Вернемся к забракованному роялю, из-под которого меня выманили обманным путем, как одичавшую собачонку на запах колбасы. Тут же в цехе перед строем учеников, не выпуская моих заломленных рук, меня обыскали, составили акт. Держался я героем, помаленьку начиная входить в роль арестованного урки, а мои однокашники выглядели смущенными, отворачивали от меня глаза и не то чтобы порицали — скорее прощались со мной, понимая: в училище я больше не вернусь.
Удивительное дело, оглядываясь нынче в ту весеннюю даль девятьсот сорок седьмого года, я не припомню себя смертельно напуганным или хотя бы удрученным сверх меры из-за ареста — нет! Ощущение крутых перемен в жизни — вот что кипело тогда в сердце, ощущение, равносильное обретению свободы, как это ни парадоксально. Видимо, наскитавшись за годы войны в «гордом одиночестве» — без школы, родителей, вволю поанархиствовав, наигравшись со взрослыми в небезопасные прятки и жмурки, с возвращением в Ленинград, в семью, где мать — учительница, отчим — моряк и будущий юрист, себя я почувствовал не в своей тарелке. И сознательно или по наитию начал склонять свою «биографию» к нарушению обретенного покоя, к выведению жизненной линии на «кривую» незапланированных событий. Ко времени истории с наганом на мне уже висело столько кошек и собак (взрывы, политура, торговля хлебной и мыльной пайкой, кража арбузов из соседней с училищем арбузной клетки, драки, азартные игры, взлом химического кабинета и порча реактивов, подача сигнала воздушной тревоги сиреной с крыши училища, присвоение семейных облигаций, многочисленные приводы в милицию, знакомство с нарами КПЗ), что изоляция меня от общества казалась многим естественным и почти единственным средством, способным привести в чувство шестнадцатилетнего искателя приключений.
Трудный возраст подзатянулся. Обогащение сознания благими намерениями забуксовало. Катаклизм войны, потрясший планету, отразился и на моей микроскопической «жизненной системе». Не стану вдаваться в социально-психологическое толкование проблемы (личность и общество), не компетентен, да и задачи передо мной иные, скорей лирические, нежели научные, одно лишь повторю со всей искренностью бывшего недоросля, безнадзорного перекати-поля: среди всех возрастных категорий подростки есть самые ранимые, жалкие, гордые, безрассудные и поэтичнейшие существа.

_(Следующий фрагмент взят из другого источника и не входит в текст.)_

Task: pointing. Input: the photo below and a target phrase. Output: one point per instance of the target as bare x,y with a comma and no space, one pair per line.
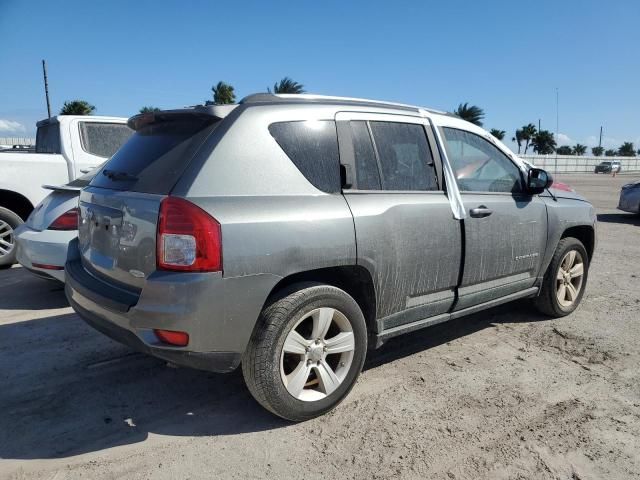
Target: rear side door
93,142
505,229
405,231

Недаром великий Достоевский посвятил проблеме прорастания личности отдельный роман. «…Гордая молодая душа, угрюмая, одинокая, пораженная и уязвленная еще в детстве». «Он хочет непременно, чтоб у него просили прощения все, для того, чтоб тотчас же простить всех и любить вечно, неотразимо, страстно», — писал Достоевский в одном из набросков к «Дневнику писателя» за 1876 год, характеризуя своего подростка Версилова (Собр. соч., т. 8, с. 640–641).
С каким мазохистски-жертвенным наслаждением пустился я в «арестантскую жизнь», доселе неведомую, но о которой наслышан был весьма и весьма. Блатные песни, с подражания которым начал я проникание в сочинительство, рассказы о романтических урках, весь этот кастово-воровской жаргон, если так можно выразиться, «камерный» шарм, подготовили меня «теоретически» к принятию тюремно-этапно-лагерного существования как чего-то в высшей степени независимого, героически-приключенческого, в обычной, повседневно-заурядной, занудной действительности — немыслимого.

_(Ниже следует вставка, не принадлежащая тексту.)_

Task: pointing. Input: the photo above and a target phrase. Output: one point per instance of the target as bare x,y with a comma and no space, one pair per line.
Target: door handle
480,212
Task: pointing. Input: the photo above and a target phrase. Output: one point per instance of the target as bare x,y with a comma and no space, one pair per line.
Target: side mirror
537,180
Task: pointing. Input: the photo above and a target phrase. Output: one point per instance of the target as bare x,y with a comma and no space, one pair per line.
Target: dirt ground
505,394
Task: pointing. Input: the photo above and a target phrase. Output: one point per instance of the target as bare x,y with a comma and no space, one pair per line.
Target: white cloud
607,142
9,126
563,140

Помню, как замахивался на меня следователь-дознаватель мраморным пресс-папье, намереваясь бить в лоб, и всякий раз не доносил промокашку, похожую на маленький танк, останавливая замах в каком-нибудь сантиметре от головы, и я ловил кожей лба спрессованный воздух, и замирал в ужасе и восторге, что вот-де, пытают… а я — ничего, держусь. Да и как не держаться: опыт имелся, немцы били, теперь вот — наши стараются. Закалка образуется. Происходило это на Васильевском. Подвели к столику, измазанному черной краской. Сняли отпечатки пальцев. На тогдашнем языке зеков — «поиграл на рояле». Оформили документы, чтобы передать дело в ЛУР, на Дворцовую площадь, или, как выражались все те же зеки, на «площадку».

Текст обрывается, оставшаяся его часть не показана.